Teraz trochę liczb: ilość deszczu w ciągu trzech ostatnich dób: TARNÓW - 157,8 mm (22% normy rocznej!)
Nowy Sącz - 117,0 mm
Kraków - 125,6 mm
Rzeszów - 52,3 mm (!!!)
Katowice - 105,6 mm BIELSKO BIAŁA - i tu uwaga: 286,1 mm (!!!) prawie 35% normy rocznej.
Wyjeżdżającym do Krakowa szczerze odradzam wyjazd samochodem, strategiczny Most Dębnicki będzie zamknięty przynajmniej do końca tygodnia, musi przejść oględziny techniczne po zejściu wody.
Jutro charakter opadów zmieni się z ciągłego na burzowy. Od czwartku cieplej, ale pogoda będzie zmienna. Trwała poprawa pogody, czyli wyż i sucho, niestety nie wcześniej niż... w czerwcu.

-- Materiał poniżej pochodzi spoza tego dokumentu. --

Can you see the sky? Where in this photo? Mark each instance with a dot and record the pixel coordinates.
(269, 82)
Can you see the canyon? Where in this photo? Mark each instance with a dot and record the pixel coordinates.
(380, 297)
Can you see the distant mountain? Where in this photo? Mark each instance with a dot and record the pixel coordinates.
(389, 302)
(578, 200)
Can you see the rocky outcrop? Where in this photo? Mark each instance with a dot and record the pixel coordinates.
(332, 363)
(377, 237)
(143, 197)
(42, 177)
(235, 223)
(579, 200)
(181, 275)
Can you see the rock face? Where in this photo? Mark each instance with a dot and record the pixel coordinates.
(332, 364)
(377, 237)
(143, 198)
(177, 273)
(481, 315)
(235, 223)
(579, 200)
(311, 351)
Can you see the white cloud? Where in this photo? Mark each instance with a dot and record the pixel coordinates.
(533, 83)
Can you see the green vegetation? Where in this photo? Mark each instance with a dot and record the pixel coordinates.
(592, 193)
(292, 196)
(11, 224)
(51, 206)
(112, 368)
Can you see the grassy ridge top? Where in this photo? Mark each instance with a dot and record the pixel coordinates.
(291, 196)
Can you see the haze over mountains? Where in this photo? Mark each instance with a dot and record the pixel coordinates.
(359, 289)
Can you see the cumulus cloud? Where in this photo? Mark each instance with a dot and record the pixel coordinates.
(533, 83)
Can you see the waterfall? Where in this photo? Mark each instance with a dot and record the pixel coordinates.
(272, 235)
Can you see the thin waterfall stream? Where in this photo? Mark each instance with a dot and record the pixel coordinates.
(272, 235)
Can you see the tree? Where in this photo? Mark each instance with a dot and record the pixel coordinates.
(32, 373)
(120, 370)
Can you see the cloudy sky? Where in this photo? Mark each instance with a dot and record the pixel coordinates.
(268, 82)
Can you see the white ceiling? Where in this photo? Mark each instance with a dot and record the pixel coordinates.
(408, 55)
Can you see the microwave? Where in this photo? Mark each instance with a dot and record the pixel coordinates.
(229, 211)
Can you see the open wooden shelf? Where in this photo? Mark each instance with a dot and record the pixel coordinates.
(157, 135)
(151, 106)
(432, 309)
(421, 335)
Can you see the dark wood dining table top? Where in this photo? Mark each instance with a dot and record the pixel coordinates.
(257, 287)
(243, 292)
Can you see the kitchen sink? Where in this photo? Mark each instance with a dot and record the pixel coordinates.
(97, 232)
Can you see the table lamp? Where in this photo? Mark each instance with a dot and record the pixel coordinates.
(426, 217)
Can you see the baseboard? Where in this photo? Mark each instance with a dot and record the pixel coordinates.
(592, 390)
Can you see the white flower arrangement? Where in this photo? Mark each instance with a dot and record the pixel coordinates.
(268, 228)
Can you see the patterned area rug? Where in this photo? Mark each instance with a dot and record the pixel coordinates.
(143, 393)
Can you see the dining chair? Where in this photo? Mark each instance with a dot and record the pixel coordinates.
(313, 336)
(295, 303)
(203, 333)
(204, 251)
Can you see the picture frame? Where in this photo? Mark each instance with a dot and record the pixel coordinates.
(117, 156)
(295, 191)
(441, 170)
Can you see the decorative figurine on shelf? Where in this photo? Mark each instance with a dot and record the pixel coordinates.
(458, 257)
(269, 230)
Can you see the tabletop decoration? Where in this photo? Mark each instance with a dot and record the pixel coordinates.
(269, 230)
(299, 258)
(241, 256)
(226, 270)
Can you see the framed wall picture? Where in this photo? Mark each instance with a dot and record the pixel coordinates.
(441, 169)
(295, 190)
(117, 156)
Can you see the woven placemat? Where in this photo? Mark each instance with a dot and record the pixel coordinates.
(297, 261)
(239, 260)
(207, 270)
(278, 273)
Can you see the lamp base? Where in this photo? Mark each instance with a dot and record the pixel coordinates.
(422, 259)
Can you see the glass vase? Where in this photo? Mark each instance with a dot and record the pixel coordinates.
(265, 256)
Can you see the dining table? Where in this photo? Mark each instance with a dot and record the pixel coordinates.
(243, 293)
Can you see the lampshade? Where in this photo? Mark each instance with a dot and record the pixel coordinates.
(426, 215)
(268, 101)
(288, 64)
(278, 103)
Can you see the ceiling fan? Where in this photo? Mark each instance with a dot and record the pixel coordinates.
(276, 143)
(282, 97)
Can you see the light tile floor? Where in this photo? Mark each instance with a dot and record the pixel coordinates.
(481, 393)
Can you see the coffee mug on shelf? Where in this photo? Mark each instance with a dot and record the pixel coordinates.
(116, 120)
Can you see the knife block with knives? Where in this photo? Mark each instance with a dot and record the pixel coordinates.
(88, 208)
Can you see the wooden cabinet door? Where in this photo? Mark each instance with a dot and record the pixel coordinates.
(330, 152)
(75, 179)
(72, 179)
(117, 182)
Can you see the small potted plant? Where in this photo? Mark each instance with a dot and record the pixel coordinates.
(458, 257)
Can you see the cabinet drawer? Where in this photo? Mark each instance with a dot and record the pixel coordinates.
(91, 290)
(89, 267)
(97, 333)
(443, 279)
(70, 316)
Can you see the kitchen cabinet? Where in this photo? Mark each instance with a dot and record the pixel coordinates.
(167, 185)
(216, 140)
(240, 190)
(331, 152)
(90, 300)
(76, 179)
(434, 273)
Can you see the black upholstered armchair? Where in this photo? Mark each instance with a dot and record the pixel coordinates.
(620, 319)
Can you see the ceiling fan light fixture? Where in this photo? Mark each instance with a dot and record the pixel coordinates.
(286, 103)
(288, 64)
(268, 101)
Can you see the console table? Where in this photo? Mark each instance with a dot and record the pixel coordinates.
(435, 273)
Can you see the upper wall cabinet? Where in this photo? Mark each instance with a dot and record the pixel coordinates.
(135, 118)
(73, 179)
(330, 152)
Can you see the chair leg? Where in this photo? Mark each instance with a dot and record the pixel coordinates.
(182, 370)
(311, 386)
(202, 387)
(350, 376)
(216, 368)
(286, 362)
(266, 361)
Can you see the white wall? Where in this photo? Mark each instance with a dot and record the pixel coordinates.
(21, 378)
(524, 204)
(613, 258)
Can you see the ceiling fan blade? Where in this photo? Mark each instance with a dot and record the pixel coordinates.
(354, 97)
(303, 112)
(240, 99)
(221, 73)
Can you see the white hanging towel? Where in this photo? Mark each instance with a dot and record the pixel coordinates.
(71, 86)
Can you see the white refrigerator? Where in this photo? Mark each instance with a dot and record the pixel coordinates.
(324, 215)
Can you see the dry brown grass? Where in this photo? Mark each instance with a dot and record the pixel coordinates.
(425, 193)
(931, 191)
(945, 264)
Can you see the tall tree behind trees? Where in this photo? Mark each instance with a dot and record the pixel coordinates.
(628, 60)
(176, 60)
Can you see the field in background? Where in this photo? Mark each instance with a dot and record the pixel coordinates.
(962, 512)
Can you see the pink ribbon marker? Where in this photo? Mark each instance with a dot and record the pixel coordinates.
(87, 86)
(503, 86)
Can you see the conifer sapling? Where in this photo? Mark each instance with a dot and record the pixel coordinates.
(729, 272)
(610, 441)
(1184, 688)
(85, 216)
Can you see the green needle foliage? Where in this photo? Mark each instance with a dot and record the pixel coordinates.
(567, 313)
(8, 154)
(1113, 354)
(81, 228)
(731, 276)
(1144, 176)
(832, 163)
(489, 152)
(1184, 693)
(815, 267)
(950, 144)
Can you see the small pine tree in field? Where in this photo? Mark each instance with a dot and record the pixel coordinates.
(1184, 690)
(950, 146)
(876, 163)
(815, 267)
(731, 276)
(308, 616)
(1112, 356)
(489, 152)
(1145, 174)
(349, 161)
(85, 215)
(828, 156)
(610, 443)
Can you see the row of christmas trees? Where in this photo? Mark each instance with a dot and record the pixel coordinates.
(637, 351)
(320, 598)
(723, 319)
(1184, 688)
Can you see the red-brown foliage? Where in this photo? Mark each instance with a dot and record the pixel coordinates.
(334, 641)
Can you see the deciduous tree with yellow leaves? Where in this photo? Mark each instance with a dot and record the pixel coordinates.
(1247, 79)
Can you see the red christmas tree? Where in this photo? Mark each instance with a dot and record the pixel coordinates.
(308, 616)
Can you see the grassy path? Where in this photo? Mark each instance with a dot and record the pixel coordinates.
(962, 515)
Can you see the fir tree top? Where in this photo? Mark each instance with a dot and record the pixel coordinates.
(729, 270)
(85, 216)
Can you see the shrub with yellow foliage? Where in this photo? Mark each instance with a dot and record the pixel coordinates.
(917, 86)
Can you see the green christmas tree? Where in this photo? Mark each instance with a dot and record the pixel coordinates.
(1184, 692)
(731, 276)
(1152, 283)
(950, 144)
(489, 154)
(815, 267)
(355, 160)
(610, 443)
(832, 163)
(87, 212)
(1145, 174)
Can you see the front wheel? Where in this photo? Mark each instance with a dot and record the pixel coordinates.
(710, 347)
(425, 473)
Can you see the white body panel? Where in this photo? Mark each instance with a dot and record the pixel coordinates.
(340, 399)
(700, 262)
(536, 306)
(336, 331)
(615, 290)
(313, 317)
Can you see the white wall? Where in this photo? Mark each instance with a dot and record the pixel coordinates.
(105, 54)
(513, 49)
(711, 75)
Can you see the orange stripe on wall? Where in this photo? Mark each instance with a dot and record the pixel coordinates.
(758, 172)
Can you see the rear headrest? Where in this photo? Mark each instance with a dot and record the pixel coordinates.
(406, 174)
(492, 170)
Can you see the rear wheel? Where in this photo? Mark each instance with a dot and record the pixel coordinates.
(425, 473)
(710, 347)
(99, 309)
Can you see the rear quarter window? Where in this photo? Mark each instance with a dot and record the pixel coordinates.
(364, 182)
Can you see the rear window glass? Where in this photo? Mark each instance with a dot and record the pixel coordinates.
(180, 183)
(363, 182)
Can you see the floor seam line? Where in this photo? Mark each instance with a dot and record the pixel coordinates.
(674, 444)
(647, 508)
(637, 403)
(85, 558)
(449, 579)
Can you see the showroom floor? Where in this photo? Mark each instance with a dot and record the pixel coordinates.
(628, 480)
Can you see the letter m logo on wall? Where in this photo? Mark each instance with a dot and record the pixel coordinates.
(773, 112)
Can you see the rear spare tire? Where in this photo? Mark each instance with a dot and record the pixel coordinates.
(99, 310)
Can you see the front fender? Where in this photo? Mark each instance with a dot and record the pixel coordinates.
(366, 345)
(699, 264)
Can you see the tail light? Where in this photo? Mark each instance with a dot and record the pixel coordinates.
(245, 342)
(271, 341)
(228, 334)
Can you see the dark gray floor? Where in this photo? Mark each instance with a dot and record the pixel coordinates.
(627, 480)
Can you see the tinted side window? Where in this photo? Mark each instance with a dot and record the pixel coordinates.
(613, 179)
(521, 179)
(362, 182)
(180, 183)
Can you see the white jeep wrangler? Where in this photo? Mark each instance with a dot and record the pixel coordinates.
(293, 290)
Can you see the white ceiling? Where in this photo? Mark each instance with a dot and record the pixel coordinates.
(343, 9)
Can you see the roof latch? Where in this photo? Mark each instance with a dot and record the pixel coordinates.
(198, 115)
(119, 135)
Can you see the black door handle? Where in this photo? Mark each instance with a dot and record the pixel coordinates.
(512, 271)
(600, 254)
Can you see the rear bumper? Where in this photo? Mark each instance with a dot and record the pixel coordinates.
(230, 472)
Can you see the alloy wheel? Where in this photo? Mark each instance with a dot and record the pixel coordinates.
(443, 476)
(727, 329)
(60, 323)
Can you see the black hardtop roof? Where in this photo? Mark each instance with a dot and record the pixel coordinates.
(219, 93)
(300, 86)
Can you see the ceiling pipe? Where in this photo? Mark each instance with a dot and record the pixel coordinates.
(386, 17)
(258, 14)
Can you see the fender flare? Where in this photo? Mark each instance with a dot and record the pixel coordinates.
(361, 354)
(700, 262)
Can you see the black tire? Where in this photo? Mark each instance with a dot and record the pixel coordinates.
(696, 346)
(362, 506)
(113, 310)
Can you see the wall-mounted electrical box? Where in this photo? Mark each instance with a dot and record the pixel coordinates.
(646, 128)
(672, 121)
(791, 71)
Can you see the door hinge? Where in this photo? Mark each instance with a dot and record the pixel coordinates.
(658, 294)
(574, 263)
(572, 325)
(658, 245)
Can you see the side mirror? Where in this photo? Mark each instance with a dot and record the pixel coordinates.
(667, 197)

hurricane pisze:Wielkie brawa dla zarządzających Zbiornikiem Czorsztyńskim, dzięki utworzonej przed opadami olbrzymiej rezerwie zatrzymano prawie całą falę z Podhala i Dunajec od Czorsztyna do ujścia Białej Tarnowskiej nie przekroczył stanu alarmowego.
A pamiętacie ile było protestów przeciw budowie tego zbiornika?
w tym chorym kraju (a raczej kraju z chorymi ludźmi) są pretensje o wszystko. Nie chcą ludzie elektrowni, nie chcą zbiorników, nie chcą autostrad. Przydałby nam się dyktator na kilka lat, żeby wybudować to co jest niezbędne.
tych ekologów, co to wtedy (budowa zbiornika Czorsztyńskiego, chyba koło 1990 roku) się przypinali łańcuchami i stawali przed koparkami bym teraz za jaja poprzywiązywał do bali drzew spływających Dunajcem...
Byłem w Krościenku w 1997 dokładnie podczas Wielkiej Powodzi... Ludzie mówili, że gdyby nie Czorsztyn, to byśmy wszyscy pływali po piętro... Ekologom łatwo przyjechać z Warszawki czy Krakowa i poprotestować, a potem wrócić do domu, do łóżka, a ludzie zostają...
A nie wiecie jak to jest z tymi ekologami, im chodzi o kasę jak im się nie zapłaci to nie odpuszczą. A co do zbiornika na wątoku to już dawno powinni coś postawić bo tak to będzie nas ciągle zalewać.
Tak jak pisze Versacz, ekologowie nie są od chronienia przyrody a od zarabiania na protestach. Do rangi legendy urosła już historia z którejś tam katastrofy tankowca przewożącego ropę. Gdy zwrócono się do jakiejś aktywnej organizacji ekologicznej po pomoc, czyli ludzi do usuwania ropy z wybrzeża i ratowania zwierząt, ci odmówili.
Oczywiście nie wolno generalizować, ale opinia o ekologach walczących o przyrodę do momentu uzyskania jakichś korzyści finansowych nie wzięła się znikąd.
Nie przesadzajmy - z badań wynika, że Czorsztyn nie jest taki cudowny. Ma znaczenie lokalne - w czasie pamiętnej powodzi z 97 roku - rola Czorsztyna dla Tarnowa była nie istotna. Przejaskrawia się jego znaczenie. Okolice uchronił - ale jest zbyt mały by mieć znaczenie regionalne.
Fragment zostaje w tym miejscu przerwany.